Distinctions entre usages : triathlon et eau libre
Il existe une différence entre les combinaisons utilisées par les plongeurs, les surfeurs et les nageurs. Si toutes les combinaisons sont conçues pour vous garder au chaud, elles diffèrent dans d’autres domaines en fonction de l’activité à laquelle vous participez. Les deux principaux domaines dans lesquels les combinaisons diffèrent sont l’épaisseur et le degré de mobilité. Les plongeurs ont besoin de combinaisons plus épaisses pour rester au chaud, surtout s’ils plongent en profondeur. Les combinaisons de natation en eau libre ont des épaisseurs de néoprène variables dans certaines parties du corps.

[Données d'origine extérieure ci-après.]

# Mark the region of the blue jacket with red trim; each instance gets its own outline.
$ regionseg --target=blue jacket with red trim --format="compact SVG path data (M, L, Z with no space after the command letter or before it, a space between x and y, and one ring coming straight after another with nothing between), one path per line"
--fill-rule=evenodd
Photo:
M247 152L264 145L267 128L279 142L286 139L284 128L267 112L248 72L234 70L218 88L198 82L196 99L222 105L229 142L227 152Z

Les combinaisons de Triathlon ont un néoprène lisse à l’extérieur ce qui leur procure une meilleure glisse et de meilleures performances. En triathlon, la combinaison est en théorie uniquement portée pendant les compétitions de natation. Ce que l’on demande surtout à une combinaison de Triathlon, c’est d’être la plus épaisse possible pour que vous puissiez flotter et donc aller plus vite. Les combinaisons de triathlon utilisent du néoprène plus souple et plus fin aux épaules et aux bras, ce qui offre une amplitude de mouvement maximale. Les combinaisons de Nage sont légèrement plus rigides dans leur construction mais cela dépend surtout du modèle, car la glisse n'est pas la priorité absolue. Par ailleurs, dans un but d’augmenter la durabilité de vos combinaisons de nage en eau libre, les fabricants choisissent plutôt des coutures apparentes (collé/cousu). Les combinaisons de Triathlon ont plutôt des coutures lisses à l’extérieur pour améliorer la glisse et parfois elles ne sont pas cousues.